RADIO PRODUCER AND WRITER
Joseph Frank, author of the five volume biography on Dostoevsky died last Wednesday.
He created the condensed version of the five volume biography, Dostoevsky: A Writer in his Time, when he was over 90 years old.
“It’s now regarded as the best biography of Dostoevsky in any language, including Russian, which is really saying something,” Gary Saul Morson, a Dostoevsky scholar and professor of Slavic languages and literature at Northwestern University, said in a telephone interview, referring to the five-volume work. “That’s more or less universal. And this is my opinion, I don’t know if others will agree, but it’s the best biography of any writer I’ve ever read.”
I was always fascinated by the details of Dostoevsky’s life: the time in prison, the fake firing squad, running from debtors, the transition to fervent religiosity.
I have read less than a hundred pages of the book, but I was amazed at Frank’s ability to mine Dostoevsky’s psyche, and to write with such empathy. The young student who acts “courageously” for his ideals; the conflicting shame and desire he feels towards writing; his anger and admiration of his father. None of this feels melodramatic or distant, his worries and fears become our own. I am very eager to read more.
I suppose because of the stoic image of Dostoevsky on the cover, I imagined Frank in a similar pose; a monastic wise old man whose life revolved around the halls of the university. But that was not the case at all:
Remarkably, Mr. Frank never earned a bachelor’s degree, and his path to the heights of literary scholarship was singular.
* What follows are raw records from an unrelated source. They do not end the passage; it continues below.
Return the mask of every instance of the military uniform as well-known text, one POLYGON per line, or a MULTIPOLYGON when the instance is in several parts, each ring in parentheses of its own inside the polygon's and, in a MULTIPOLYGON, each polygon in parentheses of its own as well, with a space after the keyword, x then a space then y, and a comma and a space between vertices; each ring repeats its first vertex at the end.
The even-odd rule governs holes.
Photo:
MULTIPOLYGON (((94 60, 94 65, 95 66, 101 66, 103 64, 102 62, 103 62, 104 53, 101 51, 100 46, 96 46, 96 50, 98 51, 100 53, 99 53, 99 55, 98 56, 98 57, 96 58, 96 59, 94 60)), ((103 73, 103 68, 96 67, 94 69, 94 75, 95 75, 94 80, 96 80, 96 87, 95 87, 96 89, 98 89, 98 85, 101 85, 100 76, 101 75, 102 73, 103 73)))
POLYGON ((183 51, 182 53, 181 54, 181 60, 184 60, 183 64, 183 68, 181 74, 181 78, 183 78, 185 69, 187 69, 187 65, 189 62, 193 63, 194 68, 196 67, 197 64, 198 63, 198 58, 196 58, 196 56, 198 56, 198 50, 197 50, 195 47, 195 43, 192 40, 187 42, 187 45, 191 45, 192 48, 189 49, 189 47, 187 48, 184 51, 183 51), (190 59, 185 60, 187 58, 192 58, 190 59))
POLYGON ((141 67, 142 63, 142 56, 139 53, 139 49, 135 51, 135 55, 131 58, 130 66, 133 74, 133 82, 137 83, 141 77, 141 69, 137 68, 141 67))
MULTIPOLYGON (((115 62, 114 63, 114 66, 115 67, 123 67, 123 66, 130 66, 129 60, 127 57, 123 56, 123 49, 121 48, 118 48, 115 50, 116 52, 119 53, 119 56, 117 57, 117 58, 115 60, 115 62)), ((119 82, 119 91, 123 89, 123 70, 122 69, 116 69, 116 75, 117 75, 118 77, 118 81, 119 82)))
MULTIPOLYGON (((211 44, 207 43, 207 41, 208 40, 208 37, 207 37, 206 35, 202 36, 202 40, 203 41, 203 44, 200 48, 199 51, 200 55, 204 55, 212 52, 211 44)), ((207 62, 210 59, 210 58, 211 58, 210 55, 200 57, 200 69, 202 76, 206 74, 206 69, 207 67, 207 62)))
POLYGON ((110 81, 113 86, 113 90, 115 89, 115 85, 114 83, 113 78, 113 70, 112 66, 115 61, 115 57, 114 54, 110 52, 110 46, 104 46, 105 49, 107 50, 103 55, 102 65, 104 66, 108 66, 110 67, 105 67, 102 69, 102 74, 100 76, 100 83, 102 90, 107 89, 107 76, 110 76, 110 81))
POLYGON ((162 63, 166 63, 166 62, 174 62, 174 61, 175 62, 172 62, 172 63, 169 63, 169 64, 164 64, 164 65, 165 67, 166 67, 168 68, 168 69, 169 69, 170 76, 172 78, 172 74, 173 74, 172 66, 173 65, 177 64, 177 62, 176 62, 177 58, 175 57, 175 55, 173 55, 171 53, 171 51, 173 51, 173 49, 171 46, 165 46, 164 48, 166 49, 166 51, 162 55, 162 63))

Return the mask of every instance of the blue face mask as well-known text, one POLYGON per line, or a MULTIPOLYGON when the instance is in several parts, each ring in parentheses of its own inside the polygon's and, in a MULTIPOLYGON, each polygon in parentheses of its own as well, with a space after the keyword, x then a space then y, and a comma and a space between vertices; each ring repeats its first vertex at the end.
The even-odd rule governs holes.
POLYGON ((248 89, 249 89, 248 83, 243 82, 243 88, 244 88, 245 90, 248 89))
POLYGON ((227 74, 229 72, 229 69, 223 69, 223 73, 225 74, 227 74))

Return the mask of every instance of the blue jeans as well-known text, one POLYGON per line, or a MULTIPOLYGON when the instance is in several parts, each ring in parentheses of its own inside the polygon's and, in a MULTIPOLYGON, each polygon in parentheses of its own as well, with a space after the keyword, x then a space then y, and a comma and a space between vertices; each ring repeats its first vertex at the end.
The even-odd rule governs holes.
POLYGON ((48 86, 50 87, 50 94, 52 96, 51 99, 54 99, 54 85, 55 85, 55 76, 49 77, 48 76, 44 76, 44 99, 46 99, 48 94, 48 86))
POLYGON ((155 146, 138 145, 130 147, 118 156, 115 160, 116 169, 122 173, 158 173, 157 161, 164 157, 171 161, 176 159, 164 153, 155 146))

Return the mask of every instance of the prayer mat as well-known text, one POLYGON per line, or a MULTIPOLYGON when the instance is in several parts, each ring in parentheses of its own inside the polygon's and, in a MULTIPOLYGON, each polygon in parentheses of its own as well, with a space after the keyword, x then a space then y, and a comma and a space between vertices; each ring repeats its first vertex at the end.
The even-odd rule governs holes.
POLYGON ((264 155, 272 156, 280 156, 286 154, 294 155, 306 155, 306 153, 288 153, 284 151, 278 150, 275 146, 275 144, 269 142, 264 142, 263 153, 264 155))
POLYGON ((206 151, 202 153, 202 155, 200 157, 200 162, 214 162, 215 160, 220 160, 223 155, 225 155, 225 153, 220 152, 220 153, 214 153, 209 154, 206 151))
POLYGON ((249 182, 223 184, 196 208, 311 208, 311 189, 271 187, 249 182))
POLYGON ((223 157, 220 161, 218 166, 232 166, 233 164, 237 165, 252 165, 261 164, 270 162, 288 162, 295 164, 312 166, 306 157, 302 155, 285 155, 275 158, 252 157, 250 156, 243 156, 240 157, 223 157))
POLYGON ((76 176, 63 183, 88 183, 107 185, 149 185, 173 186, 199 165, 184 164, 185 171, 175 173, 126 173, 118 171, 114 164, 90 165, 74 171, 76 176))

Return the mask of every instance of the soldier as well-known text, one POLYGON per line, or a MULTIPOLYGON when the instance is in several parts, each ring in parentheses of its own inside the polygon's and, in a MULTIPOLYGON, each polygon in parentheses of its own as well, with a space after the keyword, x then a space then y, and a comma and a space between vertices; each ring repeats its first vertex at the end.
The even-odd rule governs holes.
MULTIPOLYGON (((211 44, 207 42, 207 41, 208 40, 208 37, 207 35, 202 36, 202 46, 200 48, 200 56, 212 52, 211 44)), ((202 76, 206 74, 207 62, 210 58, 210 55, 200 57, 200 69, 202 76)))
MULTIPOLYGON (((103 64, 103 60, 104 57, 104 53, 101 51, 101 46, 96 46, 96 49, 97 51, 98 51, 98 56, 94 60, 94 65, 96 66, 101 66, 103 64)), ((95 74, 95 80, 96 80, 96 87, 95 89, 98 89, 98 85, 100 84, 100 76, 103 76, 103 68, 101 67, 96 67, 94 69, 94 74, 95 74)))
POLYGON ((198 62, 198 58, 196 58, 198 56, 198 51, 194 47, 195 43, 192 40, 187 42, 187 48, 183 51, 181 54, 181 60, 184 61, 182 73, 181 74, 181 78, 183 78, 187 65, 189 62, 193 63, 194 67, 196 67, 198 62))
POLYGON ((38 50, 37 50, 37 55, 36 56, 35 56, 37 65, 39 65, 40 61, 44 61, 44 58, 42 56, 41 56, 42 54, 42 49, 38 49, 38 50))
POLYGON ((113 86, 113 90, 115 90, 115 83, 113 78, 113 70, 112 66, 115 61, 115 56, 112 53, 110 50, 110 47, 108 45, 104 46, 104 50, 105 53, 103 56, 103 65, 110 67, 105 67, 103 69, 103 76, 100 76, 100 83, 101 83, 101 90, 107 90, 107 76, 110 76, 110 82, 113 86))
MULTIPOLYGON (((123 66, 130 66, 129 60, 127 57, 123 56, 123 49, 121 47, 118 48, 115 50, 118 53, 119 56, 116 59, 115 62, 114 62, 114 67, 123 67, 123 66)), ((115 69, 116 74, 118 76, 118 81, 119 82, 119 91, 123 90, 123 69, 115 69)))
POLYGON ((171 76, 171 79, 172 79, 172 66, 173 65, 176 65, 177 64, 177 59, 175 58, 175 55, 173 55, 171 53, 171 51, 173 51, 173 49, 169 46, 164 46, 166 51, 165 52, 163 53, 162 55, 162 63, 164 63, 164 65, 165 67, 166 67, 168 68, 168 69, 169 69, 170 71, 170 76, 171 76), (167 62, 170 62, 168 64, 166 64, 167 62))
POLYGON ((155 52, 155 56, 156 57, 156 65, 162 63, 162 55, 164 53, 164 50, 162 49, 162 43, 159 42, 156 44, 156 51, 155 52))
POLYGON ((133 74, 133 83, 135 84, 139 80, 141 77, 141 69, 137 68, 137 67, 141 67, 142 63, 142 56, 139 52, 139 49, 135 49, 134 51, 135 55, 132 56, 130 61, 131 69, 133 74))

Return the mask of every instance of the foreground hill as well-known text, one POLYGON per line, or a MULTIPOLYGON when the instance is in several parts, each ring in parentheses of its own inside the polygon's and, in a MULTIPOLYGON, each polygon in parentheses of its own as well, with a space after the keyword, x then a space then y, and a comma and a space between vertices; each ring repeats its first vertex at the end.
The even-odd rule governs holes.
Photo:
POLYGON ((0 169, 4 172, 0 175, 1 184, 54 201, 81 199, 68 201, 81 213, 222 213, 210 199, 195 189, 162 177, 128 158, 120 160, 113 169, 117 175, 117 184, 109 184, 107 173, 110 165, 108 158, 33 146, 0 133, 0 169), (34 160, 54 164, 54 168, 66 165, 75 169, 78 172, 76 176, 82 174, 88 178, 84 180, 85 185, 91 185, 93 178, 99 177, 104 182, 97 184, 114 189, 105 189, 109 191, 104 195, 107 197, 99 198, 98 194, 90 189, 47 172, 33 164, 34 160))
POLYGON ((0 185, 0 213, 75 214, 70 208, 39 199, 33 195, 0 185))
He attended classes at New York University, but when his mother and stepfather died within a year of each other, without money, he moved to Madison, Wis., where, he had learned, a dean at the University of Wisconsin was sympathetic to Jewish scholars seeking admission, and where he could earn state residency in a year.
It was in Madison that he began to control his stammer, his family said, and though he later made a career as a lecturer, he never conquered it entirely. He studied briefly at the university but left in 1942 for an editorial job in Washington at the Bureau of National Affairs, a publisher of informational journals on legislation, policy and like subjects.
Throughout the 1940s, he published essays and criticism in literary journals, and one, “Spatial Form in Modern Literature” — a discussion of experimental treatments of space and time by Eliot, Joyce, Proust, Pound and others — published in The Sewanee Review in 1945, propelled him to prominence as a theoretician.
He was a writer, not an academic, and not even a native Russian speaker. He was a self educated man, and his tremendous contribution is an important reminder of the possibilities of studying literature and history in a time when these subjects are framed as foolish intellectual pursuits.